Such an analogous result indeed exists and is called Weil's formula.
If $G$ is a locally-compact group and $H$ is a closed normal subgroup, then $G/H$ is naturally a locally-compact group. Let $\lambda$ and $\mu$ be Haar measures on $G$ and $H$, respectively (notice that in general the Haar measure on a group does not push-forward to a Haar measure on a subgroup, therefore the measure on $H$ must be chosen). Then there exists a unique measure $\lambda _\mu$ on $G/H$ and for any continuous $\varphi :G \to \Bbb C$ with compact support we have
$\int \limits _G \varphi (g) \ \Bbb d \lambda (g) = \int \limits _{G/H} \left( \int \limits _H \varphi (g h) \ \Bbb d \mu (h) \right) \Bbb d \lambda_\mu (\hat g) .$
To see that the value of the inner integral indeed depends only on $\hat g$ and not on $g$ (as it may seem at a first look), notice that for $h' \in H$
$\int \limits _H \varphi \big( (g h') h \big) \ \Bbb d \mu (h) = \int \limits _H \varphi \big( g (h' h) \big) \ \Bbb d \mu (h) = \int \limits _H \varphi \big( g \underbrace{(h' h)} _{h''} \big) \ \Bbb d \mu \big( h'^{-1} \underbrace{(h'h)} _{h''} \big) = \\ \int \limits _H \varphi (g h'') \ \Bbb d \mu \big( h' ^{-1} h'' \big) = \int \limits _H \varphi (g h'') \ \Bbb d \mu (h'') = \int \limits _H \varphi (g h) \ \Bbb d \mu (h) \ ,$
so indeed the inner integral evaluated in $g$ has the same value as when evaluated in $gh'$, which shows that it depends only on $\hat g$.

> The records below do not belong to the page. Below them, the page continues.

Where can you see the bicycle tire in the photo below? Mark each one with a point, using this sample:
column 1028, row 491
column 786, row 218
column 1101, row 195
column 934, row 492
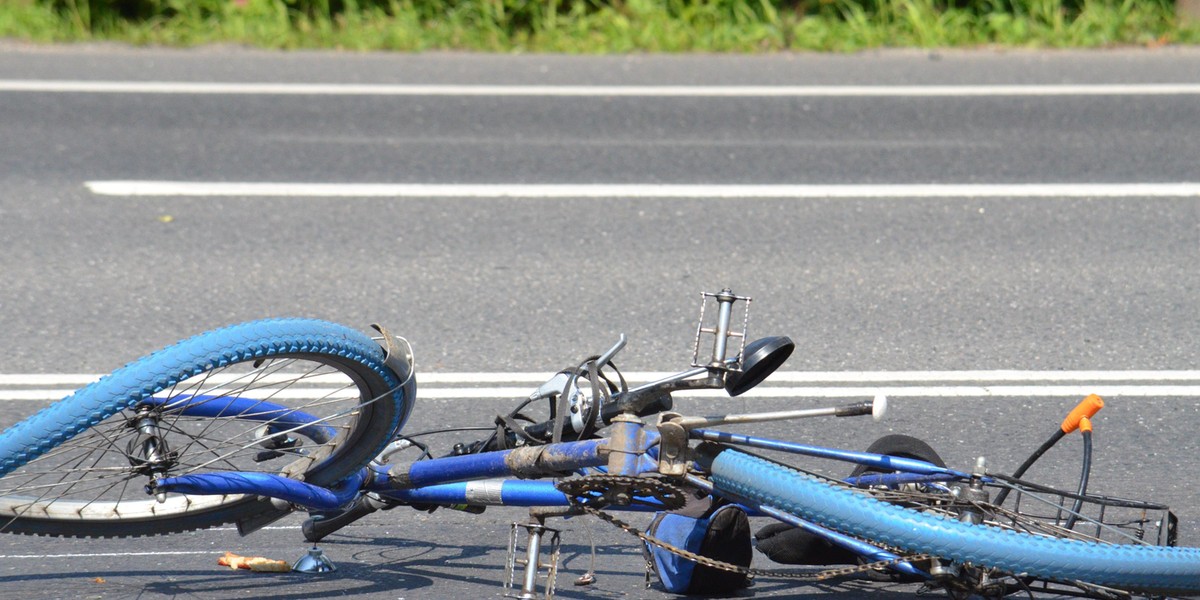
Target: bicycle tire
column 235, row 399
column 1141, row 569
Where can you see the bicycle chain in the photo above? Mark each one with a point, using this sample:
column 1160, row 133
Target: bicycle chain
column 828, row 574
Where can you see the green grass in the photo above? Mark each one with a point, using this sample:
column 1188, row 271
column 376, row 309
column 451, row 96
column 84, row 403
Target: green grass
column 613, row 27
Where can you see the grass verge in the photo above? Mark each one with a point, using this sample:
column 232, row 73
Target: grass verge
column 617, row 27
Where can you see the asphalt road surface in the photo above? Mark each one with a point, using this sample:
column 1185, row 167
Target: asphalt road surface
column 1065, row 257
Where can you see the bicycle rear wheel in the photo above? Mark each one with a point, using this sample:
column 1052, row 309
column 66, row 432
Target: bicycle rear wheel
column 300, row 397
column 1133, row 568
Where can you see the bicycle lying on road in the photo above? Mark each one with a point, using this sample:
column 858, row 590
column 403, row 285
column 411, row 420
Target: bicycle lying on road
column 250, row 423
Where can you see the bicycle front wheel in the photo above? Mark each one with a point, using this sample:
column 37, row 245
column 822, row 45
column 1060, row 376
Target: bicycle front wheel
column 299, row 397
column 1133, row 568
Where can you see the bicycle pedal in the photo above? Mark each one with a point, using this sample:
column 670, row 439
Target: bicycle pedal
column 315, row 562
column 532, row 563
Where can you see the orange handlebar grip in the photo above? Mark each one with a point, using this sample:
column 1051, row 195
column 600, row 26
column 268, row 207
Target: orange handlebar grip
column 1085, row 409
column 1085, row 425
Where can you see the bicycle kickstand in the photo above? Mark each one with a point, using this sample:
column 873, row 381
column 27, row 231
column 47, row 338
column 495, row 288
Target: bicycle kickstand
column 532, row 562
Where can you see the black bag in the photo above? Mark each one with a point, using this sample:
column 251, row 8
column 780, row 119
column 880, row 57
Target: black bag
column 721, row 533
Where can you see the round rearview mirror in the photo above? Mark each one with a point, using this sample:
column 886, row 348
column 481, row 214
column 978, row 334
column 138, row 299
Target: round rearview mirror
column 759, row 360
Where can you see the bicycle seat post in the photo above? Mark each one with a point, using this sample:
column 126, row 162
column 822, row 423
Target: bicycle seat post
column 721, row 331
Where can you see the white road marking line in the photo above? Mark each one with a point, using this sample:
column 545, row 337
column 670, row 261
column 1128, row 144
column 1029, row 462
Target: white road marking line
column 556, row 191
column 333, row 89
column 93, row 555
column 783, row 384
column 778, row 377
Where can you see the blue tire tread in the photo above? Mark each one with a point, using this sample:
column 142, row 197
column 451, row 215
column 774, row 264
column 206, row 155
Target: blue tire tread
column 126, row 387
column 1157, row 569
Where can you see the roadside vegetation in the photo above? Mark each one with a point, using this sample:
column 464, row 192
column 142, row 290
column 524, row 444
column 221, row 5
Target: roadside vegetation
column 603, row 25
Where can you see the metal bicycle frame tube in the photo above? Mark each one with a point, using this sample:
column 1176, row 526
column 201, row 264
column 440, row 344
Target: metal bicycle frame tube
column 522, row 462
column 870, row 460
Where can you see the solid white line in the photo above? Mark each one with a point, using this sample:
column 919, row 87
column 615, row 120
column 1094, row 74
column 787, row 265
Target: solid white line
column 303, row 89
column 171, row 553
column 849, row 377
column 765, row 391
column 547, row 191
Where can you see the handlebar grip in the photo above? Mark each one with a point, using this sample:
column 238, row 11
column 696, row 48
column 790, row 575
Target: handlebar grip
column 316, row 529
column 1086, row 408
column 858, row 409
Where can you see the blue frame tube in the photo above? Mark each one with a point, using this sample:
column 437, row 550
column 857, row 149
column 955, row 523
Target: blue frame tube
column 870, row 460
column 495, row 492
column 267, row 484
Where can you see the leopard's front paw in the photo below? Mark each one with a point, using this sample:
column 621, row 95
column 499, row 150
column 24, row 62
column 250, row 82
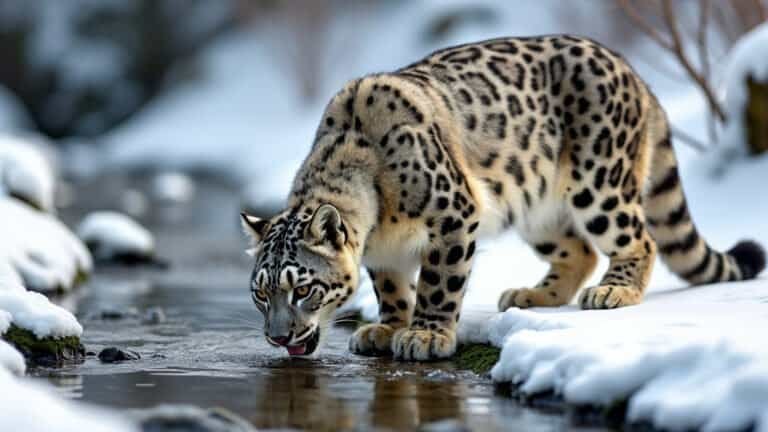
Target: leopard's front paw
column 372, row 340
column 422, row 345
column 609, row 297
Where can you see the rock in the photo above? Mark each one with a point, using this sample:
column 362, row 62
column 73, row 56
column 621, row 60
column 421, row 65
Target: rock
column 153, row 315
column 178, row 418
column 113, row 355
column 118, row 314
column 115, row 237
column 444, row 426
column 49, row 351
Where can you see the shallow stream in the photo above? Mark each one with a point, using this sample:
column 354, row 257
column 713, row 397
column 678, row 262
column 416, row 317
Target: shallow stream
column 209, row 350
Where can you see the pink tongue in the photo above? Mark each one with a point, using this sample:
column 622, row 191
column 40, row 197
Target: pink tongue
column 296, row 349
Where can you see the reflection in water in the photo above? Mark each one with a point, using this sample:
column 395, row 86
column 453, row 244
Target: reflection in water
column 209, row 352
column 306, row 399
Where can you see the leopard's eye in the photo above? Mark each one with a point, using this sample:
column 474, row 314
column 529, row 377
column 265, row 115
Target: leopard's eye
column 261, row 294
column 301, row 291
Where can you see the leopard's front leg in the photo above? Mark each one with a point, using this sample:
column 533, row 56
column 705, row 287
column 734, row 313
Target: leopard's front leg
column 445, row 268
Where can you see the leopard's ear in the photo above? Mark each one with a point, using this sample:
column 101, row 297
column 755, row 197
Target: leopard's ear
column 327, row 227
column 255, row 228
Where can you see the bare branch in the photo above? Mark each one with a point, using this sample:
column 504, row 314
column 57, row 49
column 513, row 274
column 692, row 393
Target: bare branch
column 671, row 22
column 644, row 25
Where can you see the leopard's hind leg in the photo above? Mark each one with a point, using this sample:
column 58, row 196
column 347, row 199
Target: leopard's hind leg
column 572, row 260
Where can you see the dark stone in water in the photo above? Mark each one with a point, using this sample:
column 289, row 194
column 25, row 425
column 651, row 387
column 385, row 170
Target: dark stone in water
column 112, row 355
column 117, row 314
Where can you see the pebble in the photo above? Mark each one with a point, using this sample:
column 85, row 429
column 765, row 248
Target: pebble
column 113, row 354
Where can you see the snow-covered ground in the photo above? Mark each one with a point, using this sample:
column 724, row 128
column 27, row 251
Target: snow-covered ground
column 685, row 358
column 111, row 234
column 41, row 250
column 22, row 402
column 741, row 66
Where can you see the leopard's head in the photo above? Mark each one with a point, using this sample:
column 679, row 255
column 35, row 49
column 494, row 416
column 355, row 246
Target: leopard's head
column 304, row 270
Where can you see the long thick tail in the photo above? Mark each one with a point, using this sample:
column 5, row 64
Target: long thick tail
column 679, row 243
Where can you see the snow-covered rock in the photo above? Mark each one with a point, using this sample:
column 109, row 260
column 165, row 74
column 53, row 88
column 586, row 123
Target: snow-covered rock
column 39, row 248
column 32, row 407
column 173, row 187
column 10, row 359
column 112, row 235
column 26, row 171
column 34, row 312
column 748, row 57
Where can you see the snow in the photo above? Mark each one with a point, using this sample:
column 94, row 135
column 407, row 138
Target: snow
column 685, row 358
column 33, row 311
column 111, row 233
column 173, row 187
column 13, row 116
column 41, row 250
column 746, row 58
column 22, row 400
column 26, row 171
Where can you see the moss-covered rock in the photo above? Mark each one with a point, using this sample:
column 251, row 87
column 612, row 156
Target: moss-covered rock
column 49, row 351
column 478, row 358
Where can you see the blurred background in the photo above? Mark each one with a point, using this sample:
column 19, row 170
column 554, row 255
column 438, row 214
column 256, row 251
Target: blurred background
column 180, row 113
column 233, row 88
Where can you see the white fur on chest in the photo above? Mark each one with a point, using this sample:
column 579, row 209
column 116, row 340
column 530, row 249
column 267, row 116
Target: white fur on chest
column 531, row 223
column 396, row 248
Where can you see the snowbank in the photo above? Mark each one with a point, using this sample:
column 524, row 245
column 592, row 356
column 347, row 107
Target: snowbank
column 110, row 235
column 686, row 358
column 22, row 404
column 26, row 171
column 746, row 58
column 42, row 250
column 10, row 359
column 678, row 371
column 34, row 312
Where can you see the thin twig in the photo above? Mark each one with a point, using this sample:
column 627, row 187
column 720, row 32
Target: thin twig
column 644, row 25
column 702, row 42
column 671, row 22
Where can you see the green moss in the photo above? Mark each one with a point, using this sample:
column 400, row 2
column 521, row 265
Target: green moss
column 48, row 351
column 478, row 358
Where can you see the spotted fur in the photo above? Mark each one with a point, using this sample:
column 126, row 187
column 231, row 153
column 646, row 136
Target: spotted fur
column 555, row 136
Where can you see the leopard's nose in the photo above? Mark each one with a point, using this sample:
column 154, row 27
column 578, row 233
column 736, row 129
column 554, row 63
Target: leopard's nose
column 280, row 340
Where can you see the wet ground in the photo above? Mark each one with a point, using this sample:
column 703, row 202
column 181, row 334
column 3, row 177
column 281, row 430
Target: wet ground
column 209, row 350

To make the analogy clear with the coarea formula, here the map is the natural projection $G \ni g \mapsto \pi(g) = \hat g \in G/H$, which can be viewed as a fibration with the total space being $G$, the base being $G/H$ and the fibers being $\pi^{-1} (\hat g)$ which all "look like" the "generic" fibre $H$.
Notice the important thing that given any two out of the three measures $\lambda$, $\mu$ and $\lambda_\mu$, the third one is automatically fixed by those two.
You can find more information in "Introduction to Harmonic Analysis and Generalized Gelfand Pairs" by Gerrit van Dijk.